The club also has a scholarship program: Twice a year it provides $750 scholarships for up to five qualified female applicants.

“These are women who are returning to school after they have been out for a while, to better their job prospects. They’re going back to school to get a degree to improve their lives,” Kexel-Calabresa said.

She described the club’s final project as “small but a very exciting and well-appreciated one. We have a member that translates children’s books into Braille. She does it with a machine that makes imprints that can be applied over the regular texted word. When a sighted reader reads the text, the child can touch the Braille bumps that are pasted into the book and read along.”

Those are supplied to the Wisconsin Center for the Blind and Visually Impaired in Janesville.

“We’re a very, very busy club,” Kexel-Calabresa said.

Of course, it takes a caring community to support all these efforts. Altrusa raises funds through several programs, including a Holiday Extravaganza that draws 300 women each year. Marine Travelift puts on a golf outing in which all funds go to support the Back-to-School Fair. 

Kexel-Calabresa and her husband moved to Door County in 1988 — the same year the organization was formed here — but it took a few years before she joined the club.
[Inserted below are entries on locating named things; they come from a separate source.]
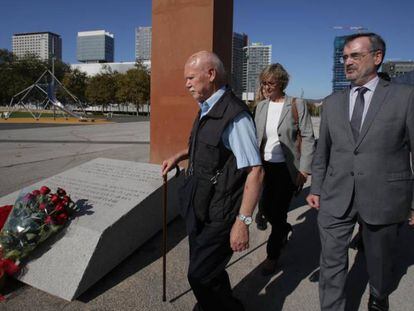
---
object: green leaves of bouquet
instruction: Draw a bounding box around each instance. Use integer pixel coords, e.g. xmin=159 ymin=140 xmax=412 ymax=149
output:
xmin=0 ymin=186 xmax=77 ymax=262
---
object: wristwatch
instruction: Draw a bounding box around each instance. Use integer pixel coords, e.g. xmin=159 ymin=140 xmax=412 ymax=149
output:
xmin=237 ymin=214 xmax=253 ymax=226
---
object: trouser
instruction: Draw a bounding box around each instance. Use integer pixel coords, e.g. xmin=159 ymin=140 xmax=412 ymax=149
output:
xmin=318 ymin=206 xmax=401 ymax=311
xmin=188 ymin=222 xmax=244 ymax=311
xmin=259 ymin=161 xmax=295 ymax=260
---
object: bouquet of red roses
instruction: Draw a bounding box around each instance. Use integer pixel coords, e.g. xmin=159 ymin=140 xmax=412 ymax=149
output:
xmin=0 ymin=186 xmax=77 ymax=266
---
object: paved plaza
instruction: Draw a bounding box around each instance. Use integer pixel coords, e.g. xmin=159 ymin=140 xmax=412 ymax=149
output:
xmin=0 ymin=121 xmax=414 ymax=311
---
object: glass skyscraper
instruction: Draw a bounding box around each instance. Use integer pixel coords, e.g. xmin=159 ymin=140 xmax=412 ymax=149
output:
xmin=77 ymin=30 xmax=114 ymax=63
xmin=135 ymin=27 xmax=152 ymax=61
xmin=332 ymin=36 xmax=350 ymax=92
xmin=243 ymin=43 xmax=272 ymax=100
xmin=231 ymin=32 xmax=248 ymax=98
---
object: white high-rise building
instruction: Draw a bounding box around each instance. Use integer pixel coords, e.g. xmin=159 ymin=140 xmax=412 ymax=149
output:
xmin=12 ymin=32 xmax=62 ymax=60
xmin=243 ymin=43 xmax=272 ymax=100
xmin=135 ymin=27 xmax=152 ymax=61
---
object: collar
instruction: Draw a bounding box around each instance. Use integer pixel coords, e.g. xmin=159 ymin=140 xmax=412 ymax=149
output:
xmin=351 ymin=76 xmax=379 ymax=94
xmin=198 ymin=86 xmax=226 ymax=111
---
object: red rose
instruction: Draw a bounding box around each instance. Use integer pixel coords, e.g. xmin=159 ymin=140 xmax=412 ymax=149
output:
xmin=50 ymin=194 xmax=60 ymax=204
xmin=63 ymin=195 xmax=72 ymax=203
xmin=24 ymin=193 xmax=34 ymax=201
xmin=56 ymin=213 xmax=68 ymax=225
xmin=40 ymin=186 xmax=50 ymax=195
xmin=45 ymin=215 xmax=53 ymax=225
xmin=56 ymin=188 xmax=66 ymax=196
xmin=55 ymin=202 xmax=65 ymax=212
xmin=0 ymin=205 xmax=13 ymax=230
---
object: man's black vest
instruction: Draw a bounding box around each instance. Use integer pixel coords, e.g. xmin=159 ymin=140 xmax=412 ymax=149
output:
xmin=188 ymin=90 xmax=250 ymax=222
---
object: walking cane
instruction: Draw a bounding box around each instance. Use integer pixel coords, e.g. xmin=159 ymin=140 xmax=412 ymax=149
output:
xmin=162 ymin=174 xmax=168 ymax=301
xmin=162 ymin=165 xmax=180 ymax=302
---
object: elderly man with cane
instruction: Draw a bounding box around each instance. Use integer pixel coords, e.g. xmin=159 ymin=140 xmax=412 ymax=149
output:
xmin=162 ymin=51 xmax=264 ymax=311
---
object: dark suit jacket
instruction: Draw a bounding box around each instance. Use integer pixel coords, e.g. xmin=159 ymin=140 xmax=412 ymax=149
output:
xmin=310 ymin=80 xmax=414 ymax=225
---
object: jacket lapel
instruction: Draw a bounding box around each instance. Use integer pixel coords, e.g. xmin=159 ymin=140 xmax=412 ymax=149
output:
xmin=340 ymin=88 xmax=355 ymax=143
xmin=256 ymin=99 xmax=269 ymax=141
xmin=355 ymin=79 xmax=389 ymax=147
xmin=277 ymin=96 xmax=292 ymax=129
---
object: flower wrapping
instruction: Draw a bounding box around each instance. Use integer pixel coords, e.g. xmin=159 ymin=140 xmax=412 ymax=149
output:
xmin=0 ymin=186 xmax=77 ymax=263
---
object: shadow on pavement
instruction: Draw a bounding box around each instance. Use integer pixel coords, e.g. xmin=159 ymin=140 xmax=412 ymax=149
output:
xmin=234 ymin=189 xmax=320 ymax=311
xmin=346 ymin=223 xmax=414 ymax=311
xmin=77 ymin=217 xmax=187 ymax=303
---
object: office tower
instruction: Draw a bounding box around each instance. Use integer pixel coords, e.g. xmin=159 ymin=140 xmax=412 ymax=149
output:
xmin=382 ymin=61 xmax=414 ymax=78
xmin=243 ymin=43 xmax=272 ymax=100
xmin=332 ymin=36 xmax=350 ymax=91
xmin=135 ymin=27 xmax=152 ymax=61
xmin=77 ymin=30 xmax=114 ymax=63
xmin=231 ymin=32 xmax=248 ymax=98
xmin=12 ymin=32 xmax=62 ymax=60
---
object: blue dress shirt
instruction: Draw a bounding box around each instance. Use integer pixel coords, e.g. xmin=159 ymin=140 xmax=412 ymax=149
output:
xmin=199 ymin=87 xmax=262 ymax=169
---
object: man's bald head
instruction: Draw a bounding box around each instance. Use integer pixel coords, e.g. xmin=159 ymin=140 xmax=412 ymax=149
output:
xmin=186 ymin=51 xmax=226 ymax=84
xmin=184 ymin=51 xmax=226 ymax=102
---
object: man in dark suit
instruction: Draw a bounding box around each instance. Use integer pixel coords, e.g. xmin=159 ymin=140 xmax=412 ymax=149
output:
xmin=307 ymin=33 xmax=414 ymax=311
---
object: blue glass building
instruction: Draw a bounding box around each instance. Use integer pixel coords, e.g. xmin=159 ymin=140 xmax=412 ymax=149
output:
xmin=77 ymin=30 xmax=114 ymax=63
xmin=332 ymin=36 xmax=350 ymax=92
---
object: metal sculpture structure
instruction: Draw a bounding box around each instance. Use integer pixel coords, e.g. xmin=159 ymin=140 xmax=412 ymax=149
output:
xmin=3 ymin=70 xmax=87 ymax=121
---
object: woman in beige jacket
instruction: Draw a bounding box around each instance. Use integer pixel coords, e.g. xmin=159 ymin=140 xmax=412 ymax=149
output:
xmin=255 ymin=63 xmax=315 ymax=274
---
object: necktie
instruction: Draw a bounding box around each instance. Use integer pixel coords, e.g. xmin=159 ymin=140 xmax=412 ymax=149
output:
xmin=351 ymin=86 xmax=368 ymax=141
xmin=200 ymin=102 xmax=210 ymax=118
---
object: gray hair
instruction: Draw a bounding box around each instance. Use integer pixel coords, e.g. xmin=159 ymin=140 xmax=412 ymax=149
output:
xmin=344 ymin=32 xmax=386 ymax=68
xmin=187 ymin=51 xmax=227 ymax=83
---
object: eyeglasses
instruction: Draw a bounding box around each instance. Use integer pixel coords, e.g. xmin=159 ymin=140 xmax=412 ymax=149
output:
xmin=260 ymin=81 xmax=277 ymax=88
xmin=339 ymin=50 xmax=379 ymax=64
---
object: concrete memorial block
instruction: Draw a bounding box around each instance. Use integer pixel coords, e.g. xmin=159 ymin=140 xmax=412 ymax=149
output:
xmin=0 ymin=158 xmax=178 ymax=300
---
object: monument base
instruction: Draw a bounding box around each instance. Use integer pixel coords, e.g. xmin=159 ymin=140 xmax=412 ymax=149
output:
xmin=0 ymin=158 xmax=178 ymax=300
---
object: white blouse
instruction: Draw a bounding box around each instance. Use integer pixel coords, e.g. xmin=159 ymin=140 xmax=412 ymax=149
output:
xmin=264 ymin=101 xmax=285 ymax=163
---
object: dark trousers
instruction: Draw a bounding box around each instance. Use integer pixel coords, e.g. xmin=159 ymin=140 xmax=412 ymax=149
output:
xmin=259 ymin=161 xmax=295 ymax=260
xmin=188 ymin=222 xmax=244 ymax=311
xmin=318 ymin=204 xmax=400 ymax=311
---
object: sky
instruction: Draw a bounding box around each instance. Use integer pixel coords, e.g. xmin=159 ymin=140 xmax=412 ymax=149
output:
xmin=0 ymin=0 xmax=414 ymax=99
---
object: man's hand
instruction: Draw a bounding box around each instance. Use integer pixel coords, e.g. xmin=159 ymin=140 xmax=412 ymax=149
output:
xmin=161 ymin=148 xmax=188 ymax=177
xmin=161 ymin=156 xmax=177 ymax=176
xmin=306 ymin=194 xmax=319 ymax=209
xmin=408 ymin=210 xmax=414 ymax=227
xmin=296 ymin=172 xmax=308 ymax=186
xmin=230 ymin=219 xmax=249 ymax=252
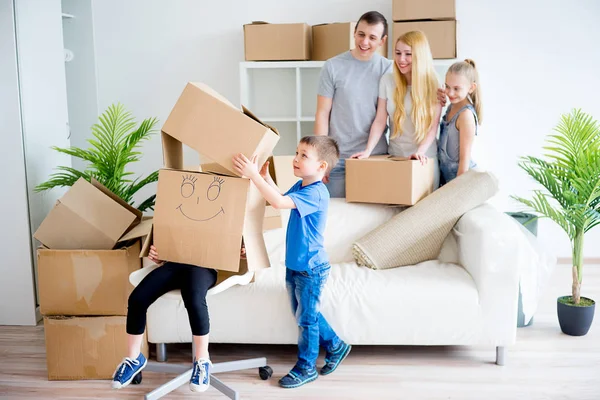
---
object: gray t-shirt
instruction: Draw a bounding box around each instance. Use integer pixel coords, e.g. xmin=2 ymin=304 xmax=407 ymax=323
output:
xmin=318 ymin=51 xmax=392 ymax=158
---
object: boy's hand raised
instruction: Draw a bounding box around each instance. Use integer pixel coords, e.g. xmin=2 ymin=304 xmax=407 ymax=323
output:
xmin=148 ymin=245 xmax=164 ymax=264
xmin=233 ymin=153 xmax=260 ymax=179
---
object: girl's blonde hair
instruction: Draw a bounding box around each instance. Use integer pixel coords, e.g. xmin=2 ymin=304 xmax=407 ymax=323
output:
xmin=390 ymin=31 xmax=439 ymax=143
xmin=446 ymin=58 xmax=483 ymax=125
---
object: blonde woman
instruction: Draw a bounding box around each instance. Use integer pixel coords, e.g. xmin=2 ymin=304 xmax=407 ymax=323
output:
xmin=352 ymin=31 xmax=445 ymax=189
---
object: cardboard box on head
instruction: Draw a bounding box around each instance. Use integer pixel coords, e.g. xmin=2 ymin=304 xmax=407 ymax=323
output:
xmin=153 ymin=136 xmax=270 ymax=274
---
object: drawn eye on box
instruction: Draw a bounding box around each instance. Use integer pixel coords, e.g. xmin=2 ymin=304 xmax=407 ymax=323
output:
xmin=175 ymin=175 xmax=225 ymax=222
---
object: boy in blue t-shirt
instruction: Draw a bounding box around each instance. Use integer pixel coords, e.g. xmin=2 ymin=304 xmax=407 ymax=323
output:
xmin=233 ymin=136 xmax=351 ymax=388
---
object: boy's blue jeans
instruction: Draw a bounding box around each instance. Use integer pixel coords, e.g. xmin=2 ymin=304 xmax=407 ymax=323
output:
xmin=285 ymin=263 xmax=341 ymax=371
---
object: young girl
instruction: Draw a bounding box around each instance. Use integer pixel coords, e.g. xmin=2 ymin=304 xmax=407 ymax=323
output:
xmin=438 ymin=59 xmax=482 ymax=184
xmin=112 ymin=246 xmax=241 ymax=392
xmin=352 ymin=31 xmax=442 ymax=188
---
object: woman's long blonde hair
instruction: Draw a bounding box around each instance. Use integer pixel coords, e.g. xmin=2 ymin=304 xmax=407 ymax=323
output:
xmin=391 ymin=31 xmax=439 ymax=143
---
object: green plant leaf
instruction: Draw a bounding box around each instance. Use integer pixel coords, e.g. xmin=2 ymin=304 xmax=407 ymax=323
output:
xmin=35 ymin=103 xmax=158 ymax=209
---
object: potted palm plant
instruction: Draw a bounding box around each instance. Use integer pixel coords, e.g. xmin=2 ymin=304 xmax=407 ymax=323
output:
xmin=513 ymin=109 xmax=600 ymax=336
xmin=35 ymin=104 xmax=158 ymax=212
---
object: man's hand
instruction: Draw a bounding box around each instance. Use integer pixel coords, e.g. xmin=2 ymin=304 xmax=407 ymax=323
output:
xmin=350 ymin=150 xmax=371 ymax=160
xmin=233 ymin=153 xmax=260 ymax=179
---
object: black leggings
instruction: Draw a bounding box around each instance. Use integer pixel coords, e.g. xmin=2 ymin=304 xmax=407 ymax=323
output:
xmin=127 ymin=262 xmax=217 ymax=336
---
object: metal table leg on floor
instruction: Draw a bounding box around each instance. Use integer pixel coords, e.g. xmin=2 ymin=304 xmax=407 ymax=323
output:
xmin=144 ymin=357 xmax=272 ymax=400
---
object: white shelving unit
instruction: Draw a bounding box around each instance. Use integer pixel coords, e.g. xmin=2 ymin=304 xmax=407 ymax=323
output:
xmin=240 ymin=60 xmax=456 ymax=155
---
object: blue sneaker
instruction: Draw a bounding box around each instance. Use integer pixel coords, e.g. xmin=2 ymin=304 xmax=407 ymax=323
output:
xmin=190 ymin=358 xmax=212 ymax=392
xmin=279 ymin=366 xmax=319 ymax=389
xmin=112 ymin=353 xmax=148 ymax=389
xmin=321 ymin=342 xmax=352 ymax=375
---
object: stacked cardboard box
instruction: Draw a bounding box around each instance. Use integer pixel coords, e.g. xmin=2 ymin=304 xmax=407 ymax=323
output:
xmin=392 ymin=0 xmax=456 ymax=59
xmin=244 ymin=21 xmax=312 ymax=61
xmin=34 ymin=179 xmax=150 ymax=380
xmin=153 ymin=82 xmax=279 ymax=282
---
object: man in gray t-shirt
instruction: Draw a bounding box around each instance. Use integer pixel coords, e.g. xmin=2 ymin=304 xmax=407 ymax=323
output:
xmin=315 ymin=11 xmax=392 ymax=197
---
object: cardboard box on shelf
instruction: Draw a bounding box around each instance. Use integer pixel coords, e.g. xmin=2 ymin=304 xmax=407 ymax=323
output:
xmin=37 ymin=220 xmax=152 ymax=316
xmin=33 ymin=178 xmax=142 ymax=250
xmin=346 ymin=155 xmax=434 ymax=205
xmin=311 ymin=22 xmax=387 ymax=61
xmin=392 ymin=21 xmax=456 ymax=59
xmin=44 ymin=316 xmax=148 ymax=380
xmin=392 ymin=0 xmax=456 ymax=21
xmin=162 ymin=82 xmax=279 ymax=175
xmin=244 ymin=21 xmax=312 ymax=61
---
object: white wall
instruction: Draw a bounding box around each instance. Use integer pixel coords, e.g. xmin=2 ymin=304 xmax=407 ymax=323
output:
xmin=62 ymin=0 xmax=98 ymax=170
xmin=0 ymin=0 xmax=71 ymax=325
xmin=0 ymin=0 xmax=36 ymax=325
xmin=92 ymin=0 xmax=600 ymax=257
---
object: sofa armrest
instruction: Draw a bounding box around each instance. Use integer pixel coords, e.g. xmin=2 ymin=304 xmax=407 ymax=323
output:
xmin=452 ymin=204 xmax=532 ymax=345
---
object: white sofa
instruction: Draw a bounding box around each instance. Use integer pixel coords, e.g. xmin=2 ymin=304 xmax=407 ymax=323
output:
xmin=131 ymin=199 xmax=540 ymax=364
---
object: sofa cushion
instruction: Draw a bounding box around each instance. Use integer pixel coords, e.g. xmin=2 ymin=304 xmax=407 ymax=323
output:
xmin=352 ymin=170 xmax=498 ymax=269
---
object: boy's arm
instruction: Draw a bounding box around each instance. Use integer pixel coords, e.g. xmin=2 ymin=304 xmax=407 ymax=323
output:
xmin=233 ymin=154 xmax=296 ymax=209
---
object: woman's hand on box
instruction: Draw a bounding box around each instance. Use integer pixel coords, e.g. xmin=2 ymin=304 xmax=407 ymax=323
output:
xmin=409 ymin=153 xmax=427 ymax=165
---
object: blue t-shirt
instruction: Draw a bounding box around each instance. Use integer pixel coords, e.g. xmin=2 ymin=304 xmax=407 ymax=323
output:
xmin=285 ymin=180 xmax=329 ymax=271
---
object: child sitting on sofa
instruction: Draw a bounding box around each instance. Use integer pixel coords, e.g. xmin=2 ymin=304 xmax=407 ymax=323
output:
xmin=111 ymin=245 xmax=246 ymax=392
xmin=233 ymin=136 xmax=351 ymax=388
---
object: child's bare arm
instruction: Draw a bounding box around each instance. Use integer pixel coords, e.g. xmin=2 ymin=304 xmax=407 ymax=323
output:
xmin=456 ymin=110 xmax=476 ymax=176
xmin=260 ymin=161 xmax=281 ymax=193
xmin=233 ymin=154 xmax=296 ymax=209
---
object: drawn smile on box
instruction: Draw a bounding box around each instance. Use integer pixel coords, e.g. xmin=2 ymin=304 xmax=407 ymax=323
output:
xmin=176 ymin=175 xmax=225 ymax=222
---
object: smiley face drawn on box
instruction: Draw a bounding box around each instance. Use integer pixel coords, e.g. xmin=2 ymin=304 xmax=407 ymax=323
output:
xmin=175 ymin=174 xmax=225 ymax=222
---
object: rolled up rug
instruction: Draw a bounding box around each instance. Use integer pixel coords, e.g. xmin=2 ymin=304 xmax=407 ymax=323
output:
xmin=352 ymin=170 xmax=498 ymax=269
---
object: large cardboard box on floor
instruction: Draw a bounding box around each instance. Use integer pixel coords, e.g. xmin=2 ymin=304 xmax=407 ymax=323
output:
xmin=393 ymin=21 xmax=456 ymax=59
xmin=33 ymin=178 xmax=142 ymax=250
xmin=162 ymin=82 xmax=279 ymax=175
xmin=392 ymin=0 xmax=456 ymax=22
xmin=346 ymin=155 xmax=434 ymax=205
xmin=37 ymin=220 xmax=152 ymax=316
xmin=153 ymin=141 xmax=270 ymax=274
xmin=244 ymin=21 xmax=312 ymax=61
xmin=44 ymin=317 xmax=148 ymax=380
xmin=311 ymin=22 xmax=387 ymax=61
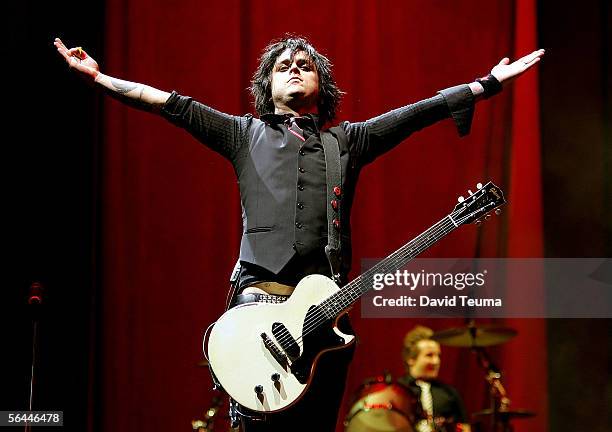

“My husband saw a picture of an Altrusan involved in some project, probably in 1991,” she said. “I wasn’t very well connected to the community at all, having moved here from Milwaukee. I looked into Altrusa and joined in January 1992. It was just a good fit for me to connect with other women and become involved in the community. Now I’m very involved in Altrusa, and my husband sometimes feels a little neglected. It really is a great mission, and it’s a great way for someone new to the community to make a very worthwhile connection.”